Acordo às sete, como sempre. Começo por despachar-me, enquanto a casa ainda dorme. Tomo um duche, passo creme nas pernas áridas como o Deserto de Atacama, visto-me sem grandes conceitos de moda, prendo o cabelo para não me chatear e desço ao rés-do-chão. Abro estores e portadas, dou comida ao gato, tiro os quilos de roupa interior de dentro da máquina, começo a preparar o pequeno-almoço delas. Antes de subir, ainda dou um jeito à sala e levo comigo uma série de coisas fora de sítio: um gancho, umas pantufas, uns collants, canetas de feltro sem tampa, um mealheiro. Quando chego lá acima, já a Alice acordou. Encaminho-a para a casa de banho, enquanto arrumo as coisas que trouxe lá de baixo e abro as janelas do primeiro andar para acordar a outra metade da família. Ao mesmo tempo – faço sempre tudo ao mesmo tempo – escolho a roupa da mais nova e peço à mais velha (que se arrasta da cama feita zombie) para escolher a roupa dela. Fá-lo, naquilo que pode demorar uns largos minutos, não sem antes me consultar várias vezes para saber se a camisola condiz com as calças, se as cuecas condizem com as meias, se hoje é dia de ténis ou botas, se vai chover ou fazer calor, se é dia de capoeira ou natação, e avisa-me que, a partir de agora, às segundas-feiras é dia de ginástica na escola, mas só de quinze em quinze dias, a contar a partir de anteontem – em que foi de vestido (e olha-me com um ar acusador de pré-adolescente). Justifico-me com o dia de anos da irmã, ao mesmo tempo que reflito brevemente sobre o papel que a escola desempenha na vida das famílias e concluo que facilitar-nos o dia-a-dia não faz parte das vantagens disto de assegurar a educação da prole. Ainda ontem terminámos o livro autobiográfico da Inês que tinha de ser entregue esta semana, mas ainda nos faltam um boneco de neve para decorar (com brilhantes e assim, mamã) e uma árvore de natal feita a partir de material reciclado. Para entregar até ao dia 4, não te esqueças. Antes disso, ainda há a visita de estudo, aquela que já pagámos e a outra, que não, e para a qual é preciso levar um boneco “doente”. Escolho com a Alice o boneco doente, que meto na mala dos PJ Masks, juntamente com a manta para a sesta, agora que o tempo já arrefeceu, e o livro da biblioteca. Tenho a certeza de que me esqueço de algo, mas de qualquer forma já não cabe lá nada.
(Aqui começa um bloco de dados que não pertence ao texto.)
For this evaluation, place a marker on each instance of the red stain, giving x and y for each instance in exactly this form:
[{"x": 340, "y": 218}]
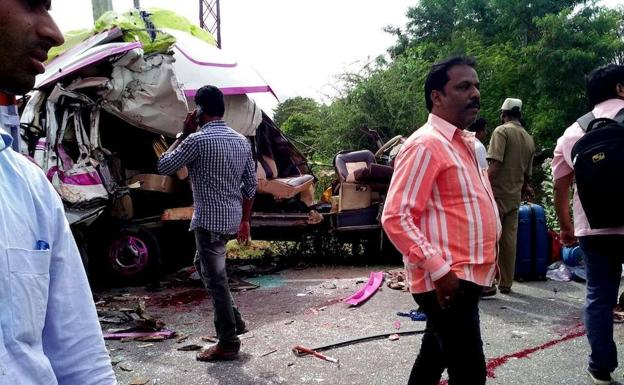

Ainda no andar de cima. Tiro a roupa das camas. É dia de mudar os lençóis e é preciso relembrar a senhora da limpeza (que fez anos e tirou uma semana de férias, deixando a nossa casa num desassossego, para quem cuidadosamente embrulhei uma lembrancinha enquanto fazia o pequeno-almoço e dava um jeito à sala, uma pequena dedicatória com um beijinho) que a partir de agora as camas já querem lençóis de inverno, os quais coloco estrategicamente em cima das camas. Desço e levo os lençóis sujos para pôr na máquina, ao ombro a mala da natação que preparei entretanto, e a minha mala do desporto, para o caso de conseguir ir (não consegui). Pelo meio, arrumei uma e outra coisa, por vergonha da senhora da limpeza, escondi uma caixa com roupa de inverno que ainda não consegui distribuir pelos roupeiros e recolho os tubos de papel higiénico para fazer sementeiras.
Lá em baixo, enquanto elas comem, preparam-se os lanches e eu aproveito para tirar a loiça da máquina e dar um jeito à cozinha. “Mas a Lena não vem hoje?” Vem, mas já viste a pilha de roupa que tem para passar? Teve uma semana fora, a casa está um caos. Pelo menos a cozinha fica com um ar apresentável, para compensar a plasticina debaixo da mesa de jantar.
Pouco antes de sair de casa, é a gritaria do costume, lava os dentes, lava a cara, calça os sapatos, despacha-te, entra no carro, pega na mala, veste o casaco. Por acaso, hoje foi sem gritos, mas não me lembro bem. É que me bastou olhar para o quarto das brincadeiras, que fica mesmo em frente à porta da rua e que está prestes a atingir aquele estado impenetrável de escombros pós-guerra, e dar de caras com o saco das coisas de festa, para ter começado a pensar em tudo o que ainda tenho para fazer para a festa de anos da Alice e ter assim uma mini-crise de ansiedade. Tudo aquilo que me falta fazer. Falta-me escrever o post da Alice. Falta-me comprar uma prenda. Falta-me convidar gente. Falta-me varrer e decorar o salão de festas. Falta-me. Falta-me. As faltas são como os cogumelos que tenho a crescer escondidos na despensa: por cada tick feito, nascem uns seis ou sete. Por falar neles, tenho-me esquecido de avaliar o progresso. Mas terão de esperar. São nove da manhã e o dia só agora começou. Sento-me no carro e suspiro. Tipo…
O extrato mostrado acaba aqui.